Surface, Grant MacEwan student show, April 19 - 24, 2008

The two year visual arts program at Grant MacEwan has consistently produced interesting batches of students. Browsing around the main gallery plus the three floors of Grant MacEwan’s Jasper Place campus, I was really quite surprised to see the array of work on display. More concept than formal, mixed media, installation, audio and video, plus the more traditional drawing and painting, were obviously encouraged and explored.

Some highlights included the boldness of Erica Wilk’s various projects, Craig Knox’s “Accumulated Change” and Vanessa Janzen’s pixelated exercise “Hold On,” which within its group assignment, was the only one to fully realize itself as a complete idea between subject matter and execution. There were also projects that initially existed in site specific contexts that I wish were exhibited as such, including Janice Beddard’s “Desperate Measures,” a series of tailored figurines constructed from yards of measuring tape that was situated in the hallway towards the dance studios. Also Karen Cassidy Shaw, who’s ‘Slim Gorge On’s” was a throwback to confectionary indulgences that originally exhibited outside of the school cafeteria.

The use and access of the entire building and its occupants at best breeds a less rigid mentality of what art is and how one makes it. Although there were some devastations like placing live goldfish beneath poles of records, a setup that was far more interesting than the concept and details, and several 2D “canvases” that over and misused objects like balloons and paint brushes, at least experimental was encouraged. Unfortunately, there was no real signs of strong draftsmanship indicated from the still life and painting exercises on display, with an exception to maybe Kari Haddad and Knox.
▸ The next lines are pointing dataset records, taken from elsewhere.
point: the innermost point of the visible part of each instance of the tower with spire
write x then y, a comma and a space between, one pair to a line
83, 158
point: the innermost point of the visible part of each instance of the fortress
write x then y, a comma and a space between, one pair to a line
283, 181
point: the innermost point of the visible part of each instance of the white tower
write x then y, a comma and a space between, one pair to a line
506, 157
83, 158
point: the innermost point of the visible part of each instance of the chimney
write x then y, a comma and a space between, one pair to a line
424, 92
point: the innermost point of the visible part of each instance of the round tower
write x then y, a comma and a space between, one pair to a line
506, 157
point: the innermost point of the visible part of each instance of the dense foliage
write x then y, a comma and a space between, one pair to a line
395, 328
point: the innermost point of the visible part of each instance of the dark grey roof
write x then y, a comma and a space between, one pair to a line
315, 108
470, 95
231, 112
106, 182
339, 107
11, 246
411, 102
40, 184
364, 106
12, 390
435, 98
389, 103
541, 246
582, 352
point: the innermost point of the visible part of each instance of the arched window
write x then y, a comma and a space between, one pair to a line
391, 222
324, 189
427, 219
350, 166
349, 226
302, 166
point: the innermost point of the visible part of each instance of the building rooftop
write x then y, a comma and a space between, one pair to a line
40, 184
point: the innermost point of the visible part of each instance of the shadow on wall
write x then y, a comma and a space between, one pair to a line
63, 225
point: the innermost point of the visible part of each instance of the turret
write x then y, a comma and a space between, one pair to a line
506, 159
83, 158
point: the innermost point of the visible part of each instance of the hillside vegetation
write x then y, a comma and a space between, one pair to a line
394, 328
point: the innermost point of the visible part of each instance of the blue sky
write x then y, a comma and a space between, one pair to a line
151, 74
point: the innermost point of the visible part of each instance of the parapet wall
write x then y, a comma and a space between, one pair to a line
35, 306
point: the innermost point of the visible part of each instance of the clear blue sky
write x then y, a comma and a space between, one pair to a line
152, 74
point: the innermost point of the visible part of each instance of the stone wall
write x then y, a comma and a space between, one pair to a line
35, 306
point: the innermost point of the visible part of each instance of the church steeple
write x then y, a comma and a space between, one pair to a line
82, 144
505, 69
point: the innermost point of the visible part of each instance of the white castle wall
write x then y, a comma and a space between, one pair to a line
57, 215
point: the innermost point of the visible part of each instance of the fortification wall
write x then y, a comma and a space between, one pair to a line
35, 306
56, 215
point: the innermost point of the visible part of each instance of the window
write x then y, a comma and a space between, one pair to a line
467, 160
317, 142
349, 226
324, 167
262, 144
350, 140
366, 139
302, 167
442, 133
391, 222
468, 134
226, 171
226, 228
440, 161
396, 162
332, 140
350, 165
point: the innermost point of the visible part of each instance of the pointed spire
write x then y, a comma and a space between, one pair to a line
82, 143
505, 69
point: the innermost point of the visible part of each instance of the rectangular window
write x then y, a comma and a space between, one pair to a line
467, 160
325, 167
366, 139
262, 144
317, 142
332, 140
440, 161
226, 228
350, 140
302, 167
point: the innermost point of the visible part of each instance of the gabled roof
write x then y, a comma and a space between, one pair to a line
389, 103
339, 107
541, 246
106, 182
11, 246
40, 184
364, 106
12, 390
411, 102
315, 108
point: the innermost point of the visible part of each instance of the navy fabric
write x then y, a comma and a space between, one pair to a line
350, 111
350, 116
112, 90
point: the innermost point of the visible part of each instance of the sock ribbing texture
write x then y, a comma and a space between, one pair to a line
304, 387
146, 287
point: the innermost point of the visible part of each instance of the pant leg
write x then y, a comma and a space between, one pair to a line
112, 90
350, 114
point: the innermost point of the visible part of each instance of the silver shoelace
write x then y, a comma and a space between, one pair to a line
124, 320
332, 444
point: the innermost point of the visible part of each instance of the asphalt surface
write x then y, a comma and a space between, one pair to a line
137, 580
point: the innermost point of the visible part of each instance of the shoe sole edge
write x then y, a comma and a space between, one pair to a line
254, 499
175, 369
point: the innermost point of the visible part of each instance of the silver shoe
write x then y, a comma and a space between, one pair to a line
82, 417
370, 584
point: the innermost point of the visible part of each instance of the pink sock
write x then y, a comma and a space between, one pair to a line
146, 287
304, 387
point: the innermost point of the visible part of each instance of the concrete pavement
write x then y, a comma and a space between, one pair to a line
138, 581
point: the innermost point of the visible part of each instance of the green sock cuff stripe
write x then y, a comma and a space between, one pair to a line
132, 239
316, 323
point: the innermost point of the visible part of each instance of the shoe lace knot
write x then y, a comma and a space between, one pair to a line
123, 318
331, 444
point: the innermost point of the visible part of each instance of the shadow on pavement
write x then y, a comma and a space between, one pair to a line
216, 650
There is no point in contrasting between Grant MacEwan and the U of A as they are entirely different environments from top to bottom, but as a viewer, the experience of perusing Grant MacEwan’s campus was a far more enjoyable, diverse, and engaging experience than the last BFA show attended at FAB Gallery. The foundational skills may have not compared, but dare I say, the student's conceptual imagination, was far more evident, daring, and original.


Anne Pasek said...

As a MacEwan student it was really interesting to hear an outsider's perspective on the show. I generally agree with the criticism you've given, however I don't think you've taken the nature of the Fine Arts program at MacEwan into account. Unlike the BFA shows at the U of A, MacEwan students only study for two years before creating the grad show. Because of this there is a limited amount of projects and experience on display, which may be reflected on the large amount "over and misused objects" and our somewhat lesser "foundational skills".
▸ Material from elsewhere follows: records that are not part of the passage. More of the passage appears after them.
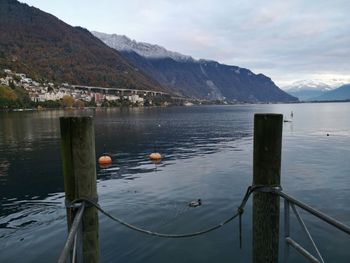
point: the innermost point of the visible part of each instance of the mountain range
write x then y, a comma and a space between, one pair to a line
307, 89
46, 48
204, 79
316, 90
341, 93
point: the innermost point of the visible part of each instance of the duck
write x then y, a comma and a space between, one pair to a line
195, 203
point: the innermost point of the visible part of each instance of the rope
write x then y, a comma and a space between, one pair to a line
239, 212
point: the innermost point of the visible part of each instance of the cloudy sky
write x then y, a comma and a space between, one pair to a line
285, 40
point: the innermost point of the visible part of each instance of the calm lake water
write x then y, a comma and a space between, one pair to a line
208, 155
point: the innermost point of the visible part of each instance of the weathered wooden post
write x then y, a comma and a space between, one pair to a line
79, 171
266, 171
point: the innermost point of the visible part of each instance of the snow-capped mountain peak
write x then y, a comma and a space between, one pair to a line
123, 43
308, 84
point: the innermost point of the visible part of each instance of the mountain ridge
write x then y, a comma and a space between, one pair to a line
42, 46
341, 93
204, 79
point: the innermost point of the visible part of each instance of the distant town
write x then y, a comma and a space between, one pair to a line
52, 95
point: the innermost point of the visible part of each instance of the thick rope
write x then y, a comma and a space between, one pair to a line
239, 212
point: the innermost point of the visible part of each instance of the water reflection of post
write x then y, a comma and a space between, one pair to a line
267, 172
79, 171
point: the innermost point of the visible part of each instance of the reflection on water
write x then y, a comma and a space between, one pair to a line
207, 154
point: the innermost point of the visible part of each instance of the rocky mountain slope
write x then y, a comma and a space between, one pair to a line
197, 78
45, 48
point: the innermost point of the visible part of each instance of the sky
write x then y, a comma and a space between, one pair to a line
286, 40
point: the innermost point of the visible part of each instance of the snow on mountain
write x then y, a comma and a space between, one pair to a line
123, 43
308, 85
308, 89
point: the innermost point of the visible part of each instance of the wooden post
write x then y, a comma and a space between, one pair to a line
266, 171
79, 171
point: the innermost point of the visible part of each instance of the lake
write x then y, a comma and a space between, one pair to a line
207, 154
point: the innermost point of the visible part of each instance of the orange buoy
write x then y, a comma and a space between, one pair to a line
105, 160
155, 156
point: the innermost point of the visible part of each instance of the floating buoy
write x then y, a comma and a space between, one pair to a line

Additionally, I am somewhat confused as to your comment on Vanessa Janzen's "Hold On". It is an impressive piece to be sure, and perhaps I am merely stuck on the mentality of the project from which it was assigned, but I did not sense anything lacking in the other technological interface paintings. What criteria were you considering in your analysis?

Thanks for coming to the show!

Vanessa Janzen said...

Thanks for spelling my name wrong. I'm soaking in the first time review. Really all I wanted to do was represent love because I am a hopeless romantic. Plus I usually take on more than I can chew. Lastly...I did want to do something different.

af said...

for vj, my mistake. It's been noted and changed as of april 25.

for ap, I suppose I was drawn to the 'hold on' piece more than the others because of its pixelated nature, that it is an image seemingly created as a representation of a composition blown up and abstracted. matched with its subject matter (I can't remember now, two bodies turning away from each but holding on?) it went farther than some of the other pixelated paintings that didn't appear to take into account why an image would and should be painted as pixel. for lack of a better word, there was a poetic nature of content through form, that I don't think would have been there otherwise, which doesn't hold true for the other b&w pixels.

anyways, thank you both for using your real names and I certainly look forward to seeing future works.